NOTE to the READER: this article should be read after/inconjunction with the article on 'STOMAs' in order to gain a background knowledge of stomas.
EXTRA: ideally, examination of a stoma would be a part of an abdominal exam, in which the patient is ideally exposed from 'nipples to knees'. However, in order to preserve patient dignity, exposure of the whole of the abdomen may be all that is required.
EXTRA: asking the patient about pain shows good clinical care to the patient and avoids you looking incompetent infront of the examiner (and the patient!) if later on pain is ellicited to your surprise.
EXTRA: a general inspection allows one to ascertain the sick from the well patient and to pick up clues as to the possible underlying disease/s that the patient may be suffering from, while assessing its site allows one to begin to build up clinical information to differentiate between ileostomies, colostomies and urostomies.
EXTRA: stomas should be a healthy pink/red colour and should be moist and glistening. Darker and matter hues may indicate ischaemia while a pallor may suggest anaemia. Sometimes the number of lumens is difficult to determine by inspection alone and a digital examination may be required. The number of lumens detected will allow distinction between an end, loop or double barrelled stoma. The presence of a spout identifies an ileostomy while a stoma flush with the skin is usually a colostomy.

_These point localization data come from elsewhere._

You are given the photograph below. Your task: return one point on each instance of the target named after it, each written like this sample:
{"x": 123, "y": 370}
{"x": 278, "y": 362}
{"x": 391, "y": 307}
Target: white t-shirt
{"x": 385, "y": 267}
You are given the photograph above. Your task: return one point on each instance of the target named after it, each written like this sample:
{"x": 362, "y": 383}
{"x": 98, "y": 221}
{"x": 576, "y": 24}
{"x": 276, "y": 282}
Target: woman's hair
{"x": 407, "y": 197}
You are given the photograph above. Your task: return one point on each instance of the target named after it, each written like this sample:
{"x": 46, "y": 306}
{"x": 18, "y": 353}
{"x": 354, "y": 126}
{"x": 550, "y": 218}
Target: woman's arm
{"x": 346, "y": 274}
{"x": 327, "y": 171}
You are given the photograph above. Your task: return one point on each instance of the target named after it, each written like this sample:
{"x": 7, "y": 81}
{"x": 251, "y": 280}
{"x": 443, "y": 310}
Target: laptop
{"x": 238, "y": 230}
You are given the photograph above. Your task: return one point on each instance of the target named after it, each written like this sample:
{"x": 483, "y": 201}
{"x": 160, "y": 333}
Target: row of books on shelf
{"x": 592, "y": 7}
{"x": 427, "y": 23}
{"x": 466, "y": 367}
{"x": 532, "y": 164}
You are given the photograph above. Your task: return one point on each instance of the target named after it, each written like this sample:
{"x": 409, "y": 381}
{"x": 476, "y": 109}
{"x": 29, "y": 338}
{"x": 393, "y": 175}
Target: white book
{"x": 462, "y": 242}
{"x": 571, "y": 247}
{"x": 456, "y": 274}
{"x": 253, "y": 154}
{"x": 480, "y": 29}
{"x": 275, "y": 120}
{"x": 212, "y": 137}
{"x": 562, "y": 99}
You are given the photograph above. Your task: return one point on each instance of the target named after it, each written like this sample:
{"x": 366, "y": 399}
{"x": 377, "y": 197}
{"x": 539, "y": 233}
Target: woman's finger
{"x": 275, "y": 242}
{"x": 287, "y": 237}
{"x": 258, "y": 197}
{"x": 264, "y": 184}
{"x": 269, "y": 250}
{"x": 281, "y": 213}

EXTRA: brown fully formed contents suggest a colostomy. Semi-solid or liquid contents dark green in colour suggest and ileostomy. Ribbon like stools may indicate stenosis. Yellow liquid suggests a urostomy and hence urine in the bag. The volume of the stoma bag contents is extremely important as a common complication of stomas is high output loss and fluid and electrolyte imbalance. Large volumes passed may therefore require adequate fluid management, while reductions in volume may indicate stenosis and therefore an impending obstruction.
EXTRA: stomas cause a range of complications such as skin changes that include erythema, fissuring and allergic reactions due to the materials used in the stoma equipment, necessitating the use of barrier creams and seals. Other complications include bleeding, separation between the mucocutaneous edge and skin, prolapse, parastomal hernias, narrowing and subsequently obstruction.
EXTRA: Digital examination of the stoma
This is not routinely done in a stoma examination and is more often left to a senior or more experienced member of the team to carry out when indicated. For completion, it includes the insertion of a gloved lubricated index finger into the stoma lumen. At times, this may be all that is needed to relieve an obstruction due to adhesions or fibrosis. The removed gloved finger is then inspected for faeces, blood or mucus.
EXTRA: accurate documentation allows any progress or deterioration in the patients condition to be recorded, allows all health professionals to be up to date with the patients condition and is important medico-legally.